Uma juíza do Paraná condenou um homem negro a 14 anos de prisão por organização criminosa e furtos em Curitiba. Na decisão, ela justificou que o acusado era “seguramente integrante do grupo criminoso, em razão da sua raça”.
A advogada Thayse Pozzobon, que defende Natan Vieira da Paz, 42 anos, considerou a decisão racista por atribuir um fato ilícito ao seu cliente por ele ser negro.
Apelidado de Negrinho, Natan foi condenado com outras oito pessoas que eram acusadas de fazer parte do grupo crimninoso que furtava objetos no centro da capital paranaense, entre janeiro de 2016 e julho de 2018. A decisão é da juíza Inês Marchalek Zarpelon, da 1ª Vara Criminal de Curitiba.
“Sobre sua conduta social, nada se sabe. Seguramente integrante do grupo criminoso, em razão da sua raça, agia de forma extremamente discreta os delitos e o seu comportamento, juntamente com os demais, causavam o desassossego e a desesperança da população, pelo que deve ser valorada negativamente”, diz trecho da decisão.
A advogada de Natan tornou o caso público nas redes sociais, com aval do cliente. “Associar a questão racial à participação em organização criminosa revela não apenas o olhar parcial de quem, pela escolha da carreira, tem por dever a imparcialidade, mas também o racismo ainda latente na sociedade brasileira”, escreveu.
O trecho que menciona a raça de Natan aparece três vezes no documento quando a magistrada trata da dosimetria da pena. Só pela organização criminosa, Natan foi condenado a três anos e sete meses de prisão e, na decisão, a pena foi elevado por conta da citada “conduta social” do réu.
Desculpas
Em nota divulgada pela Associação dos Magistrados do Paraná, a juíza afirmou que a raça não foi critério para que ela tomasse a decisão, dizendo que tudo teve como base as provas do processo. Ela pediu desculpas se ofendeu alguém e diz que a frase fazia parte de um “contexto maior”.
“Em nenhum momento a cor foi utilizada – e nem poderia – como fator para concluir, como base da fundamentação da sentença, que o acusado pertence a uma organização criminosa.
Já a defensora entende que a decisão ficou “maculada” pelo racismo. “Um julgamento que parte dessa ótica está maculado. Fere não apenas meu cliente, como toda a sociedade brasileira”, acredita.
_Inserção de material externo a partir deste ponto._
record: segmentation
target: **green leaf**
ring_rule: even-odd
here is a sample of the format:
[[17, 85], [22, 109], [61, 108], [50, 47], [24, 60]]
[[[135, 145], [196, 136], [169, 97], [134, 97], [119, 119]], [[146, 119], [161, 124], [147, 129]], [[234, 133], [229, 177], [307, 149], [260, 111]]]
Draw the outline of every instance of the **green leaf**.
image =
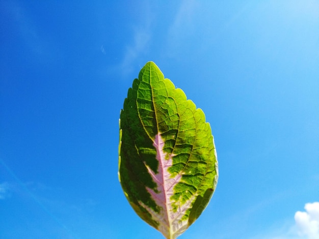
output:
[[217, 156], [209, 123], [152, 62], [141, 70], [120, 120], [119, 177], [136, 213], [176, 238], [215, 190]]

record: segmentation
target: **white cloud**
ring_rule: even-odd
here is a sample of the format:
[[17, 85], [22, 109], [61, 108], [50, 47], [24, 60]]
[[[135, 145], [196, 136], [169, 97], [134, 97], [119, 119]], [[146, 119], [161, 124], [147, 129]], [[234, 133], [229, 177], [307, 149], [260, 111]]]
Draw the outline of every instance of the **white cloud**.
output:
[[309, 239], [319, 239], [319, 202], [306, 203], [306, 212], [298, 211], [295, 220], [298, 228], [298, 234]]

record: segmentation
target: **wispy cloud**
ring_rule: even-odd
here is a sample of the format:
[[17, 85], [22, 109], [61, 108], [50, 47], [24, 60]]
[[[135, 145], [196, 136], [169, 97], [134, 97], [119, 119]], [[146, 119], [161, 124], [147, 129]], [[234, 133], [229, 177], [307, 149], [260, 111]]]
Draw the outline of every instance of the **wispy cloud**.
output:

O caso foi discutido em reunião do Conselho Nacional de Justiça (CNJ) nesta quarta-feira (12). O Tribunal de Justila do Paraná (TJ-PR) afirmou que a Corregedoria Geral de Justiça vai apurar o caso.
Leia a nota da juíza:
A respeito dos fatos noticiados pela imprensa envolvendo trechos de sentença criminal por mim proferida, informo que em nenhum momento houve o propósito de discriminar qualquer pessoa por conta de sua cor.
O racismo representa uma prática odiosa que causa prejuízo ao avanço civilizatório, econômico e social. A linguagem, não raro, quando extraída de um contexto, pode causar dubiedades.
Sinto-me profundamente entristecida se fiz chegar, de forma inadequada, uma mensagem à sociedade que não condiz com os valores que todos nós devemos diuturnamente defender.
A frase que tem causado dubiedade quanto à existência de discriminação foi retirada de uma sentença proferida em processo de organização criminosa composta por pelo menos 09 (nove) pessoas que atuavam em praças públicas na cidade de Curitiba, praticando assaltos e furtos. Depois de investigação policial, parte da organização foi identificada e, após a instrução, todos foram condenados, independentemente de cor, em razão da prova existente nos autos.
Em nenhum momento a cor foi utilizada — e nem poderia — como fator para concluir, como base da fundamentação da sentença, que o acusado pertence a uma organização criminosa. A avaliação é sempre feita com base em provas.
A frase foi retirada, portanto, de um contexto maior, próprio de uma sentença extensa, com mais de cem páginas. Reafirmo que a cor da pele de um ser humano jamais serviu ou servirá de argumento ou fundamento para a tomada de decisões judiciais.
O racismo é prática intolerável em qualquer civilização e não condiz com os valores que defendo. Peço sinceras desculpas se de alguma forma, em razão da interpretação do trecho específico da sentença (pág. 117), ofendi a alguém.